Admitting to our own Metaphysics

In his cultural anthropological account of religion entitled The Interpretation of Cultures, Clifford Geertz posits:

Religious belief involves...a prior acceptance of authority which transforms [the] experience [of Evil].

Bearing witness to injustice, pain and suffering in the world is not the foundation upon which we form our religious convictions. Rather, such encounters – the darkest nights of the soul – serve as the field in which we apply our religious commitments. In a very real sense, then, the Unitarian Universalist promise of justice, equity and compassion operates as a metaphysical heuristic that gives meaning to our universe by denying “that there are inexplicable events, that life is unendurable, and that justice is a mirage.” Though at times we may question the seeming invisibility of equity, for example, we are infrequently prone – if at all – to actually doubt the possibility of its existence somewhere or sometimes.

In effect, we do not worship the authority of said values, but instead accept the authority of such principles in our worship. Our ‘religious perspective’ – as one of many that inform our being and help us discern, apprehend and grasp our environment – works to move beyond “the realities of everyday life to wider ones which correct and complete them.” Through commitment to and encounter with reality’s often brute and harsh ‘reality,’ our religious perspective imbues a certain specific “complex of symbols” with a persuasive and undeniable authority. Here, we are left no other option than to admit to our own metaphysics.

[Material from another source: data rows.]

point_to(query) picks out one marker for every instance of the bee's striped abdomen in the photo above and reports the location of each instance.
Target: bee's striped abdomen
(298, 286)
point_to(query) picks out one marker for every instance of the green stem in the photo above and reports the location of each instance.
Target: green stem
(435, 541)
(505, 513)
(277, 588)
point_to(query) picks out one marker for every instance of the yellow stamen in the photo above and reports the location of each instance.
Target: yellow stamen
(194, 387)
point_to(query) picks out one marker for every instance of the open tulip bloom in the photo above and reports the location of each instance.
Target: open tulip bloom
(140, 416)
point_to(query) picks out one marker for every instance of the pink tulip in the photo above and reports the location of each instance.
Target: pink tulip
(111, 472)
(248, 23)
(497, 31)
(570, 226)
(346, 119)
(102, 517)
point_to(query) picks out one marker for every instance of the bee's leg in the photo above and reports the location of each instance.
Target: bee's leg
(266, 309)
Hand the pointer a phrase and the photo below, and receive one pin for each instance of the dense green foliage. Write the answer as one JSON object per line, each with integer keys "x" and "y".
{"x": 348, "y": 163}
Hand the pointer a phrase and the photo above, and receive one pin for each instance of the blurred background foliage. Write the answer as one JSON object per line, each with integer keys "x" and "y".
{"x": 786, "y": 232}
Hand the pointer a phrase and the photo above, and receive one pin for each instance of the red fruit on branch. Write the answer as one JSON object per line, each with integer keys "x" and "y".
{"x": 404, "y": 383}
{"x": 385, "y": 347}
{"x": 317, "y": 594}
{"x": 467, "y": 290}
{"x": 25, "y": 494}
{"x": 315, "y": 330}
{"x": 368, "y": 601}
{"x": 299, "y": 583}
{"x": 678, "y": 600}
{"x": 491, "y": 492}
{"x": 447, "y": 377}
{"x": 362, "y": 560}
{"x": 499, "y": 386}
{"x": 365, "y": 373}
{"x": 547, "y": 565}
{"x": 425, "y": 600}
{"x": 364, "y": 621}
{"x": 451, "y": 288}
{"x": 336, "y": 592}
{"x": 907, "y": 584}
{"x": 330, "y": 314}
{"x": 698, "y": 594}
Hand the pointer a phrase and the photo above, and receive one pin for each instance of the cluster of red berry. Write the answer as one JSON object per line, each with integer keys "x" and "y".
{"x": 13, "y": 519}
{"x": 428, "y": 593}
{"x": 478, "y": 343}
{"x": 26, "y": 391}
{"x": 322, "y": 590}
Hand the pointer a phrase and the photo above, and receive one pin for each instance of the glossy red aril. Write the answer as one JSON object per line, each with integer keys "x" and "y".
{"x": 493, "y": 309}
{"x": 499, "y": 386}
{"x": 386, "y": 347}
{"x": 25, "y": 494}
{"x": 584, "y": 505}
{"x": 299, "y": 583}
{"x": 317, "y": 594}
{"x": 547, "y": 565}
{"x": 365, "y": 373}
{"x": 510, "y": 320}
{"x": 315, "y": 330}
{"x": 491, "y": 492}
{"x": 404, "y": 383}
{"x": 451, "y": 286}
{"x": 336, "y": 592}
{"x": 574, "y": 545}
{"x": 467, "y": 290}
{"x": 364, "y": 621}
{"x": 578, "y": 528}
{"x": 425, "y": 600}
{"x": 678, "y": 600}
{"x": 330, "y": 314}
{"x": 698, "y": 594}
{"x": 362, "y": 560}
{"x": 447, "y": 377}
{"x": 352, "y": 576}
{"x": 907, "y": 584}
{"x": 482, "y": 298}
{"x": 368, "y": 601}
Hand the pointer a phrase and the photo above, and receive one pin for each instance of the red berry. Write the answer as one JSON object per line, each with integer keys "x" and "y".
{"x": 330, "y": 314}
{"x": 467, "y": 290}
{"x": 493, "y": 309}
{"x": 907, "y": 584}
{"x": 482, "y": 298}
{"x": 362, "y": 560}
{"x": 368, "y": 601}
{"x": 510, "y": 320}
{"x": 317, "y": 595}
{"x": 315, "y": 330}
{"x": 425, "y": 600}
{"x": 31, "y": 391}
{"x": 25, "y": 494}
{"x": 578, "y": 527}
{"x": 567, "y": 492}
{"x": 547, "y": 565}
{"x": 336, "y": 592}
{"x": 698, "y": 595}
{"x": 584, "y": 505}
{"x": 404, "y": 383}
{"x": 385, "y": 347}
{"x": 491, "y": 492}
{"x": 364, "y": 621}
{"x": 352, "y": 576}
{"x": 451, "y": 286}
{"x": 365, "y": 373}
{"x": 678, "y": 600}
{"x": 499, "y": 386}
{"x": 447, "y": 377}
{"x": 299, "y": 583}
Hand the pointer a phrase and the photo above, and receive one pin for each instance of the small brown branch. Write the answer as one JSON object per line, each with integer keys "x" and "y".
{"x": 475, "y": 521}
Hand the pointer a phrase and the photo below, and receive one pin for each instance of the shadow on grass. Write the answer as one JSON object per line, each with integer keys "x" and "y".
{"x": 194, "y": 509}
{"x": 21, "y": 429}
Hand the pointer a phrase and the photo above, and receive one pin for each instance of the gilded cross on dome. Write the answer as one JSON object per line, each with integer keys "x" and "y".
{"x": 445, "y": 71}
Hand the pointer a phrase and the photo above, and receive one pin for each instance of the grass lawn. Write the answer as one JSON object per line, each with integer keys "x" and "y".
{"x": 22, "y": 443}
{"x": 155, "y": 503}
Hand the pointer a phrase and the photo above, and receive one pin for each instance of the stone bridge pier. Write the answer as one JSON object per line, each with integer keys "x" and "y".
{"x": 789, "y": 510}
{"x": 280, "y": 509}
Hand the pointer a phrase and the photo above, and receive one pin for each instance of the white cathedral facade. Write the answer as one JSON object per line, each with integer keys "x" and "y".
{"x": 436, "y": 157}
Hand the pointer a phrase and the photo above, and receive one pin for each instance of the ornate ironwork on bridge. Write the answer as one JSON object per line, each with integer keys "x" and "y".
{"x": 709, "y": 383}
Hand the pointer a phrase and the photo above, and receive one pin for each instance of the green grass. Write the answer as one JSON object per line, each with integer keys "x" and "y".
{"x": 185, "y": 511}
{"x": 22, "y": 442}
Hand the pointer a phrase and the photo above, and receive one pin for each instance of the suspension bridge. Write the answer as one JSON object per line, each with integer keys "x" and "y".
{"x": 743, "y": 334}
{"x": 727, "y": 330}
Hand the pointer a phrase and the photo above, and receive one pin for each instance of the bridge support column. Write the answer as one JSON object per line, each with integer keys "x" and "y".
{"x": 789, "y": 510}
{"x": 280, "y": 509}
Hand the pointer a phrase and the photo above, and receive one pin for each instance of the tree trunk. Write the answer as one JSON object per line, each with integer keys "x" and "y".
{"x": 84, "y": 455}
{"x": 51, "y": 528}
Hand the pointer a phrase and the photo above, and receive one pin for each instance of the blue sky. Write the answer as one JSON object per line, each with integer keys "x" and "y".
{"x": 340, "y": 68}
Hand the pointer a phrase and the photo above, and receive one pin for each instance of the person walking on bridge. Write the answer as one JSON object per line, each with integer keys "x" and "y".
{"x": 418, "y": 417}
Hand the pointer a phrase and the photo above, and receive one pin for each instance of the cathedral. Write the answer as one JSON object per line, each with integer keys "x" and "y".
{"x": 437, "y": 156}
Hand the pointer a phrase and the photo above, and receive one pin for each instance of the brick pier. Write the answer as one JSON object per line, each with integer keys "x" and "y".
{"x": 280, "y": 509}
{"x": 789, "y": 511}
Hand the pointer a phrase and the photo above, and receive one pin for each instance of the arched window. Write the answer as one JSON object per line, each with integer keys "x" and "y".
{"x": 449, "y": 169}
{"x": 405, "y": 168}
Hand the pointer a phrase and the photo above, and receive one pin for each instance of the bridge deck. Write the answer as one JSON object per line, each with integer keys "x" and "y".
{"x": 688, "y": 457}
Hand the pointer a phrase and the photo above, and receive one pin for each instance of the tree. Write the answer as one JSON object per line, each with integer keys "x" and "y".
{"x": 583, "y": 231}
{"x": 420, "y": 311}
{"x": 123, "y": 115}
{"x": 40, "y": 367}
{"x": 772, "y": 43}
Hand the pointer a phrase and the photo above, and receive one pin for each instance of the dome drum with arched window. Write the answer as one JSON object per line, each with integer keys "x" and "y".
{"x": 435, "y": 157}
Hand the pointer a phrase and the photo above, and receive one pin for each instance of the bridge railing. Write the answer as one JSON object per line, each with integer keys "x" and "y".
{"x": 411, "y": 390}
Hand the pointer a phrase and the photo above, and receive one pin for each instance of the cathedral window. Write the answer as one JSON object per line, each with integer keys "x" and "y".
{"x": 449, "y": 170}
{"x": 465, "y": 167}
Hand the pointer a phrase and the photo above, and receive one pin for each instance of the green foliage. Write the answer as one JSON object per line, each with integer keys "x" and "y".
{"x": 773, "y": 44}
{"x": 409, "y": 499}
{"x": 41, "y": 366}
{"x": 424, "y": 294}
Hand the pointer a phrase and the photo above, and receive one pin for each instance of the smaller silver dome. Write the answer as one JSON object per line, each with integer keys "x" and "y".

In his provocative response to Geertz’s post-Enlightenment context of secularization, Talal Asad focuses on the genealogy of religious discipline and power. He strikingly takes Geertz to task, insisting that “changes in the objects of belief change the belief.” In this way, then, adjustments to the discursive webs that produce suffering also open up a space for the recasting of religious interpretations thereof. Again, this nuanced addendum to Geertz’s notion of (external) authority-sanctioned-belief raises questions and concerns for Unitarian Universalist theology: will we be willing to change our principles on account of new socio-historical realities? We have in the past - how about in the future? To what extent do we take our metaphysical ordering system for granted, such that realignment with a newfound status-quo will either go unnoticed or cause cataclysmic dissonance? What values have we safeguarded in the realm of the eternal?